Solution: I sketched the trajectory of the point and it was not so difficult. Firstly we need to sketch $x(t)$ and $y(t)$ then we need to "combine" them in order to get the graph of $(x,y)$.

But I have some issues with finding asymptotes.

Definition: The line $c_0+c_1x$ is called an asymptote of the graph of the function $y=f(x)$ as $x\to - \infty$ (or $x\to +\infty$) if $f(x)-(c_0+c_1x)=o(1)$ as $x\to -\infty$ (or $x\to+\infty$).

Proposition: The line $y=kx+b$ is an oblique asymptote for the function $f(x)$ as $x\to +\infty$ if and only if $\lim \limits_{x\to +\infty}\dfrac{f(x)}{x}=k,\ k\in \mathbb{R}$ and $\lim \limits_{x\to +\infty} (f(x)-kx)=b, \ b\in \mathbb{R}$.

Since $\lim \limits_{t\to 1}\dfrac{y(t)}{x(t)}=-1$ and $\lim \limits_{t\to 1} ((y(t)+x(t))=2$, the line $y=-x+2$ is an asymptote for both ends of the trajectory, corresponding to $t$ approaching $1$. It is also clear that the line $x=0$ is a vertical asymptote for the portion of the trajectory corresponding to $t\to+\infty$.

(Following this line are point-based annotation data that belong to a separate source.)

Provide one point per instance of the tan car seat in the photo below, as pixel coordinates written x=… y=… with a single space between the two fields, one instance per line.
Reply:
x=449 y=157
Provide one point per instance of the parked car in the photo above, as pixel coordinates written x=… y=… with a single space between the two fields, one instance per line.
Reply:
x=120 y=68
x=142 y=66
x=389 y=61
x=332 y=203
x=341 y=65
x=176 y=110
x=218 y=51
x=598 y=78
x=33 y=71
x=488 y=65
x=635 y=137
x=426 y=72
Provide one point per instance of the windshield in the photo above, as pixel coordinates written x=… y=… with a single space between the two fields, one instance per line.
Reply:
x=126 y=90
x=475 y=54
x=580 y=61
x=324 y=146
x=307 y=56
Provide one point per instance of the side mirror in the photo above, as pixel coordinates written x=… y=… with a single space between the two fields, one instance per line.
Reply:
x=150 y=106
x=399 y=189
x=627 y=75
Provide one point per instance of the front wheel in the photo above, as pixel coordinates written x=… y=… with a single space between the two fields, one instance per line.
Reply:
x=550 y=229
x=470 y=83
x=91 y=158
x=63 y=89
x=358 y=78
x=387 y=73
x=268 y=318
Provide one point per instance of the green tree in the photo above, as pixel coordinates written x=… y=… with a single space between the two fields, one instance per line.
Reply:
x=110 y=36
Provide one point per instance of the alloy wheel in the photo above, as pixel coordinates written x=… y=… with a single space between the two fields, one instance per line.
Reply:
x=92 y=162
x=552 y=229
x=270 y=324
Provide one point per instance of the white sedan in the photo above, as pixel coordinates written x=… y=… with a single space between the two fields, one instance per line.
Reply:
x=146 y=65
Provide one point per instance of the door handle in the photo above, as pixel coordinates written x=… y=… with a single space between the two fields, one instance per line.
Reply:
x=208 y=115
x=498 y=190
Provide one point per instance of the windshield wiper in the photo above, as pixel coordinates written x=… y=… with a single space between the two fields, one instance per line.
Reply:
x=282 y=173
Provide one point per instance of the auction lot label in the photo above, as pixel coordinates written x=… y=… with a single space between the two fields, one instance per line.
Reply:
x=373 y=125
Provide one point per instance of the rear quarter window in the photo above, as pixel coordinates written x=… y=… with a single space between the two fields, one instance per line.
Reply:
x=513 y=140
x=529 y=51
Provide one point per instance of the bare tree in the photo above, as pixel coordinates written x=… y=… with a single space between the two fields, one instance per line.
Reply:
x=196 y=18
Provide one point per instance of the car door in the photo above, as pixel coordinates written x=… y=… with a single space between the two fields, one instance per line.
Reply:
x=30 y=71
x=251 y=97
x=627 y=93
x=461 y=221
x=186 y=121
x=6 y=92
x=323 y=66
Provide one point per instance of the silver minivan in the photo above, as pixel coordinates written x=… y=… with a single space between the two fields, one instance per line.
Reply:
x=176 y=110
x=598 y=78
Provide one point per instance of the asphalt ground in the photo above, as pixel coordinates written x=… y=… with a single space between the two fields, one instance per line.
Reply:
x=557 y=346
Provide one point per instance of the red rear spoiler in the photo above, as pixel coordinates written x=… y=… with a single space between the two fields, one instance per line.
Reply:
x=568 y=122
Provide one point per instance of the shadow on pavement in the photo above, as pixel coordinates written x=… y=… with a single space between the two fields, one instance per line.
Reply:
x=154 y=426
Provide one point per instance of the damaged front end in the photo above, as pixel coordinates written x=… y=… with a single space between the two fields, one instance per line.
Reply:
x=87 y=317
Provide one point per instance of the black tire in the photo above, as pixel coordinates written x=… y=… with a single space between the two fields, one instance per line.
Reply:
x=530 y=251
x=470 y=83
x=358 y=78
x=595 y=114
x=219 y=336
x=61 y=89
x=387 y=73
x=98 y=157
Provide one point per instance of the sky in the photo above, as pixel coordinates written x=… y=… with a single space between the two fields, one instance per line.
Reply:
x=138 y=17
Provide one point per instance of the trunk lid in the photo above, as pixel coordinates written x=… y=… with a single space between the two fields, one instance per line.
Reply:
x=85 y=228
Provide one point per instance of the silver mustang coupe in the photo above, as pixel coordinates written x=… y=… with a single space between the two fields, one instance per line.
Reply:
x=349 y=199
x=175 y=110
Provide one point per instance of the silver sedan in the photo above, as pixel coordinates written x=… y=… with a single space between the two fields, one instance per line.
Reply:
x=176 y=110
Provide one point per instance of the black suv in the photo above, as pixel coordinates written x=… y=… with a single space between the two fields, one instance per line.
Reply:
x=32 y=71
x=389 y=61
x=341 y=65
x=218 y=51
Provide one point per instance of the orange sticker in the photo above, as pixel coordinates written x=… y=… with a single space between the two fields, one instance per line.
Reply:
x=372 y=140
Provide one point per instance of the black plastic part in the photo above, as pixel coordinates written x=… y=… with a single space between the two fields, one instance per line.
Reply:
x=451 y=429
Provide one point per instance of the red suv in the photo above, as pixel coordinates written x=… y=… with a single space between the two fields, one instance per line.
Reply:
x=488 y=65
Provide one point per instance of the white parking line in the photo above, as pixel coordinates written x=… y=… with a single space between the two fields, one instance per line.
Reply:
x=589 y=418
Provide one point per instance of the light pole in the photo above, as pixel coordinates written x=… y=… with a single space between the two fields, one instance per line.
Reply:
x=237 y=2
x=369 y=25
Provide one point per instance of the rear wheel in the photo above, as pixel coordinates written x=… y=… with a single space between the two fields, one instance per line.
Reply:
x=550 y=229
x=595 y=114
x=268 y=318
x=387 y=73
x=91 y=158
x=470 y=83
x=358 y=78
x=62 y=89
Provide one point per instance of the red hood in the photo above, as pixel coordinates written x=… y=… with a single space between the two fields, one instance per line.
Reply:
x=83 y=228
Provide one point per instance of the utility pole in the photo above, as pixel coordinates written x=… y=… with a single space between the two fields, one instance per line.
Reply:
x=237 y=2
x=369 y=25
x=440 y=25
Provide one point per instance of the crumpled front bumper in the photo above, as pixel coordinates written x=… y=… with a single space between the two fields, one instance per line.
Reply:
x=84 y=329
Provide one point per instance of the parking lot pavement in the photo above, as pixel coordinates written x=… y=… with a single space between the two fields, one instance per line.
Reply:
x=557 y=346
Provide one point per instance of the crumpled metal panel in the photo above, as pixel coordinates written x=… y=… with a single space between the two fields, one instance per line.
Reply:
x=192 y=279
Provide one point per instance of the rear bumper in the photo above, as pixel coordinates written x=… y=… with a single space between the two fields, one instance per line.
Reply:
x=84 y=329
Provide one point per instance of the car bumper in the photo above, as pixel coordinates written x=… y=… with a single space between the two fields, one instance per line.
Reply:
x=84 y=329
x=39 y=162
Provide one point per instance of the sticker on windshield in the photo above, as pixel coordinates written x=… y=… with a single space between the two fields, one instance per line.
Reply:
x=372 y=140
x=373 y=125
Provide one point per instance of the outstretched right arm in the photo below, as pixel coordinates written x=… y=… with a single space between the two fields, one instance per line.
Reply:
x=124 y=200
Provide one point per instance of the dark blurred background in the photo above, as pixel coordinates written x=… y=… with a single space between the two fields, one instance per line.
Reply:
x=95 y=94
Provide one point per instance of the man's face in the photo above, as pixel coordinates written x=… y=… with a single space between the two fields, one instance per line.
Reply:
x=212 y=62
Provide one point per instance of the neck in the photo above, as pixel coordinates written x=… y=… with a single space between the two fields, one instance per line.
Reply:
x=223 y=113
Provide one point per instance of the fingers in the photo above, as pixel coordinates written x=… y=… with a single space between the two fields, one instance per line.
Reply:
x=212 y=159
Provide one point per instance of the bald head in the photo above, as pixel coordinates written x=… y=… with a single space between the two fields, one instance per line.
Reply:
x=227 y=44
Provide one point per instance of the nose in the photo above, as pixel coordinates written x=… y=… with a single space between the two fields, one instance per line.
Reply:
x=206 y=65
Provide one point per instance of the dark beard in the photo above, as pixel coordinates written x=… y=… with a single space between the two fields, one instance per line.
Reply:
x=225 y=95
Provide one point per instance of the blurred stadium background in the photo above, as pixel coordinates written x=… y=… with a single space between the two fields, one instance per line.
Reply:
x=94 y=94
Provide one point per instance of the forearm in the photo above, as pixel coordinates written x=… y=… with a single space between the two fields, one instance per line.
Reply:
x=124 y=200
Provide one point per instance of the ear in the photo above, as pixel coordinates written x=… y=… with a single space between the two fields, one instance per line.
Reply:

This is an excerpt from Zorich's book.

Our parametric curve $(x(t),y(t))$ defines a function $f:\mathbb{R}\to \mathbb{R}$. Zorich is doing limit computation in terms of $t$. Can anyone explain in a rigorous way why it implies that $\lim \limits_{x\to +\infty}\dfrac{f(x)}{x}=-1$ and $\lim \limits_{x\to +\infty} (f(x)+x)=2$.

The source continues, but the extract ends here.